Answer to Question #87227 in Abstract Algebra for albert

a.

i) Let "N(a + \\sqrt d b) = 0." It holds if and only if "|(a + \\sqrt d b) (a - \\sqrt d b)| = 0." It is true iff "(a + \\sqrt d b) (a - \\sqrt d b) = 0." Since "\\mathbb{Z}[\\sqrt d]" has no divisors of zero, we have either "a + \\sqrt d b = 0" or "a - \\sqrt d b = 0." And finally this holds if and only if "\\sqrt d b = a = 0."

ii) "N(xy) = |xy \\overline{xy}| = |x y \\bar{x} \\bar{y}| = |x \\bar{x} y \\bar{y}| = |x \\bar{x}||y \\bar{y}| = N(x)N(y)."

iii) If "N(x) = 1" and "x = a + \\sqrt d b," we clearly have "\\pm N(x) = (a + \\sqrt d b) (a - \\sqrt d b) = a^2 - db^2 = \\pm 1." Then "x" is unit.

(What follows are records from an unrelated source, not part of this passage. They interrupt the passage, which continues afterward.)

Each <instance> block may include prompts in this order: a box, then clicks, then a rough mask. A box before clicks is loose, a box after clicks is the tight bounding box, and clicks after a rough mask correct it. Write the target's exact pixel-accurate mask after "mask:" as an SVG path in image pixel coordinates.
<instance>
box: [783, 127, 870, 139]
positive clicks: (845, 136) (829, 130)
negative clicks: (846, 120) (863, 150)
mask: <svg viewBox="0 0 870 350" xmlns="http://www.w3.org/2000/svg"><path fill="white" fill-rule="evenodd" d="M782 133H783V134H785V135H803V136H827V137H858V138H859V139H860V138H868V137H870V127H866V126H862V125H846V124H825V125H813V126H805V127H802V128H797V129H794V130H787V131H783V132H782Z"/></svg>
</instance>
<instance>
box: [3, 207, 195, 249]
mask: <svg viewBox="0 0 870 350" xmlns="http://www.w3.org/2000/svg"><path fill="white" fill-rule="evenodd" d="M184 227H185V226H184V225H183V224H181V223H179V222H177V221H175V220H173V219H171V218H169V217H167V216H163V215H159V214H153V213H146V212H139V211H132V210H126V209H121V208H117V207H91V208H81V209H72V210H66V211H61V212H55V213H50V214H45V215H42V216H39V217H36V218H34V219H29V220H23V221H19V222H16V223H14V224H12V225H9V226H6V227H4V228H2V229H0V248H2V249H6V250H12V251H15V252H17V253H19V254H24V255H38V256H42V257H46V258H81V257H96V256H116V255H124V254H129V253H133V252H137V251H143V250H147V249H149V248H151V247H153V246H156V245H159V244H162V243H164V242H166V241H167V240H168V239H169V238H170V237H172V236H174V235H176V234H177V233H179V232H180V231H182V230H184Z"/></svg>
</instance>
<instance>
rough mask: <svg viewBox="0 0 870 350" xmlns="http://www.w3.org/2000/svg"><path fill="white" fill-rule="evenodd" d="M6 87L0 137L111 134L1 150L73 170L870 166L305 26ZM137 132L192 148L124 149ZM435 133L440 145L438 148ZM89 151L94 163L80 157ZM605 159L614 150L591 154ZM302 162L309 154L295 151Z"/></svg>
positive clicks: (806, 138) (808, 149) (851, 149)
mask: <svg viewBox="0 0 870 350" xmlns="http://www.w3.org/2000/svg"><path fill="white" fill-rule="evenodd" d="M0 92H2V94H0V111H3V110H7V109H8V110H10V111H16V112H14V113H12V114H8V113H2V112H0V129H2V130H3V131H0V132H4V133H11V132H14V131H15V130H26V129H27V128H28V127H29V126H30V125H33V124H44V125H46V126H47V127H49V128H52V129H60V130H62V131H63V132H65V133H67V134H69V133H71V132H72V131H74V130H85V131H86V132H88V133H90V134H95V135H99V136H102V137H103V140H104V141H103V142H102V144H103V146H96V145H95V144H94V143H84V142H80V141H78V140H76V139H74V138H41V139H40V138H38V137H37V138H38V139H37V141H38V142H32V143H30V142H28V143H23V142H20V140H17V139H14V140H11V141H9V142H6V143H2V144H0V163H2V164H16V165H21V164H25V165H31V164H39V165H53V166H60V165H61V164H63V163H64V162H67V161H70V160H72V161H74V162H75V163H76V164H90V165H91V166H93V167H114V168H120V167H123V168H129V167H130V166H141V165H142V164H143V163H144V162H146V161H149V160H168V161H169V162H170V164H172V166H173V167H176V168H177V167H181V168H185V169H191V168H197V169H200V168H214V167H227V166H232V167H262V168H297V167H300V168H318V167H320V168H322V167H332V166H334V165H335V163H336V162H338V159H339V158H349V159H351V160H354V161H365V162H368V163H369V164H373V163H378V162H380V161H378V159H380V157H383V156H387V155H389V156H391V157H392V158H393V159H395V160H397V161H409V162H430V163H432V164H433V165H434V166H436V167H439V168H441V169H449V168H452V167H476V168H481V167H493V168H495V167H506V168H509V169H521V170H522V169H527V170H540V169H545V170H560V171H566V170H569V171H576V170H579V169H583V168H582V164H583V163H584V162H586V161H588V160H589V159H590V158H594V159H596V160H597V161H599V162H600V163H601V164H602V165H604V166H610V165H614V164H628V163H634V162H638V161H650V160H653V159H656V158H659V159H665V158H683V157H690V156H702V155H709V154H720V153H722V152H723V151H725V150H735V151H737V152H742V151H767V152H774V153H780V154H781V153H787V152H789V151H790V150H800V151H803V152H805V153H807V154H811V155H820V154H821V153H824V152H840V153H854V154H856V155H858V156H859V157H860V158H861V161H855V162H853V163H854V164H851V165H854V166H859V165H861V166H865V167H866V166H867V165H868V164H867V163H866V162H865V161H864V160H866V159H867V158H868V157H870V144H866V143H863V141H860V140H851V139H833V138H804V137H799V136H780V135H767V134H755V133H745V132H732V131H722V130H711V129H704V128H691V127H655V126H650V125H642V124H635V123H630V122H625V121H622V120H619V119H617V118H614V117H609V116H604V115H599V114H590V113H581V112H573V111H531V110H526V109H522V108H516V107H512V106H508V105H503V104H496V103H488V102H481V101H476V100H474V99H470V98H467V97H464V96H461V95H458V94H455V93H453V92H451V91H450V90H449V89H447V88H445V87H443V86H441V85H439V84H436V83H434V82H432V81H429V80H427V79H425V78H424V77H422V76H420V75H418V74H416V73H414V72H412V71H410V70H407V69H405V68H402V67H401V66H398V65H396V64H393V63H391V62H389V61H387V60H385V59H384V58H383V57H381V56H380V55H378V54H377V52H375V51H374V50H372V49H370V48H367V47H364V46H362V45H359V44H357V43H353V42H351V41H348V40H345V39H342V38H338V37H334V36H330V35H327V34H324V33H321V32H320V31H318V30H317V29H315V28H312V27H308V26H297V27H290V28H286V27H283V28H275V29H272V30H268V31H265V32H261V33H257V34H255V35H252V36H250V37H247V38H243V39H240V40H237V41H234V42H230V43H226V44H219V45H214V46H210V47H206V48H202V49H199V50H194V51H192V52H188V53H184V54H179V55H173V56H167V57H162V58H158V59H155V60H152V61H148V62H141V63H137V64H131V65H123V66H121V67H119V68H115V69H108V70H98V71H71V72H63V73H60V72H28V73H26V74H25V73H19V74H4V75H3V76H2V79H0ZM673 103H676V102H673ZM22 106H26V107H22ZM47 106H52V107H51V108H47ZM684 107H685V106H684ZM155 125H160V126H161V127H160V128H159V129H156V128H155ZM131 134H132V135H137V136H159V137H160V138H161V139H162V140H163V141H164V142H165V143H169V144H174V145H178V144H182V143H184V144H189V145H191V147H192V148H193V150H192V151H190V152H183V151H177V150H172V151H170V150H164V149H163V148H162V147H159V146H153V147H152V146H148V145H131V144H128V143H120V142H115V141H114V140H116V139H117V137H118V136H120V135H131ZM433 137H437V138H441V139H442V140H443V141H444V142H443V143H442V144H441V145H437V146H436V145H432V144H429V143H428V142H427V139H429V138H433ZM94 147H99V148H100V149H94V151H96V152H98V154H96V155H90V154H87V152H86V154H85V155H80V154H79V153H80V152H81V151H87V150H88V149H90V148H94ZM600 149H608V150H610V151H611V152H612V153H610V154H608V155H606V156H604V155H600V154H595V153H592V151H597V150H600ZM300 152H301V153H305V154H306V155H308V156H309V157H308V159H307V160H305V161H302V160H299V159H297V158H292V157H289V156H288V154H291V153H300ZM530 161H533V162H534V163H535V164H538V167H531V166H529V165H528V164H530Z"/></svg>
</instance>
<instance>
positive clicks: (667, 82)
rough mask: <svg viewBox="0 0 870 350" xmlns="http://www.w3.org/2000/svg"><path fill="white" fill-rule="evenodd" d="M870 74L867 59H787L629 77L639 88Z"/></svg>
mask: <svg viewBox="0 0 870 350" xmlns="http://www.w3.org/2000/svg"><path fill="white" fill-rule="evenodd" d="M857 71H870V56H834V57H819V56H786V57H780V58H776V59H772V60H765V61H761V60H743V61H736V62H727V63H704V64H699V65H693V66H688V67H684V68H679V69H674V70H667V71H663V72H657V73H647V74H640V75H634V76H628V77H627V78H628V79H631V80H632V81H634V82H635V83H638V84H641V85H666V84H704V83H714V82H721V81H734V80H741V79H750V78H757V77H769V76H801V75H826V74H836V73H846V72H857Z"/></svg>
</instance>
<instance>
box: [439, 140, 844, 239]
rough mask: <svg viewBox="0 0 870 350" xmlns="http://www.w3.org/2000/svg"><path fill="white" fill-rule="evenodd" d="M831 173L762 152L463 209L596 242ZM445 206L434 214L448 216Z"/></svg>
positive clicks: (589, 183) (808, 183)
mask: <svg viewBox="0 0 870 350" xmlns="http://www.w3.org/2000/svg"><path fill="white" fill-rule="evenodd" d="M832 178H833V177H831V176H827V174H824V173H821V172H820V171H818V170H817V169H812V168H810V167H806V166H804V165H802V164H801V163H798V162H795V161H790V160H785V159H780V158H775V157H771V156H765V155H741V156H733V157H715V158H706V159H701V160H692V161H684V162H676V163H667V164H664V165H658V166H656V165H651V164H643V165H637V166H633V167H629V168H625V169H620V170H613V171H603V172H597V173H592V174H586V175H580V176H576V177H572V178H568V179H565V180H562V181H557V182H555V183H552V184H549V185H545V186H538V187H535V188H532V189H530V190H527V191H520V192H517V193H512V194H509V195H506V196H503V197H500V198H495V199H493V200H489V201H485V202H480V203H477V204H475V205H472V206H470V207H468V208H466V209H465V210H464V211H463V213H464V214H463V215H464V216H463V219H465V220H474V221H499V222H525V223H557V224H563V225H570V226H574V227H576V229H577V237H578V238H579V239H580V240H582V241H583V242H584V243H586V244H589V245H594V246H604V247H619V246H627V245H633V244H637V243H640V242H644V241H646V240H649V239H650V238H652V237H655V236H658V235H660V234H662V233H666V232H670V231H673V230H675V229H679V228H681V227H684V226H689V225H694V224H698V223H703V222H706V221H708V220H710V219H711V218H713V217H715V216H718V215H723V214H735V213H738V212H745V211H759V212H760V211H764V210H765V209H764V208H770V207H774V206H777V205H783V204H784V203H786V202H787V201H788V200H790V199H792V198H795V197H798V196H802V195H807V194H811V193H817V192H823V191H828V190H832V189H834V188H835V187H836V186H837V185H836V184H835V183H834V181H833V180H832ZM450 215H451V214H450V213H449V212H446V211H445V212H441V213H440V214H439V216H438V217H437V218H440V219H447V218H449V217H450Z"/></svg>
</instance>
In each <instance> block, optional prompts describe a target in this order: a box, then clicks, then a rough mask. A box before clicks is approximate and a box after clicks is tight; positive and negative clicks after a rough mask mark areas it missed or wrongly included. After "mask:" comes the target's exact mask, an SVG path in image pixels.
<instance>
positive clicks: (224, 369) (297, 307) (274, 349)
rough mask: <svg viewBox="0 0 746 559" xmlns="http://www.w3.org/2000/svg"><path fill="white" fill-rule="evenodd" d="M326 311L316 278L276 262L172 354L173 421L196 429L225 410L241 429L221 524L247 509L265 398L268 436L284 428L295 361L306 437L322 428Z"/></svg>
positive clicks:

Now suppose that "x" is unit. Then we have "N(x)N(x^{-1}) = N(x x^{-1}) = N(1) = 1." But then the only possible value for "N(x)" is "1," since "N(x) \\in \\mathbb{N}."

iv) Let "N(x)" be prime and "x" be not irreducible. Then "x" can be represented as "x = ab," where "a" and "b" are not equal to one. Then "N(x) = N(ab) = N(a) N(b)." By iii) we have that "N(a)N(b) \\not= 1." And "N(x) \\not= 1." Contradiction.

b.

We will prove that "\\mathbb{C}" and "\\mathbb{R}" are not isomorphic.

Suppose the contrary: there exists an isomorphism "f: \\mathbb{C} \\to \\mathbb{R}." Then we must have "f(1) = 1." Also "f(-1)^2 = f((-1)^2) = 1." Hence we have "f(i)^2 = f(i^2) = f(-1) = -1," contradiction.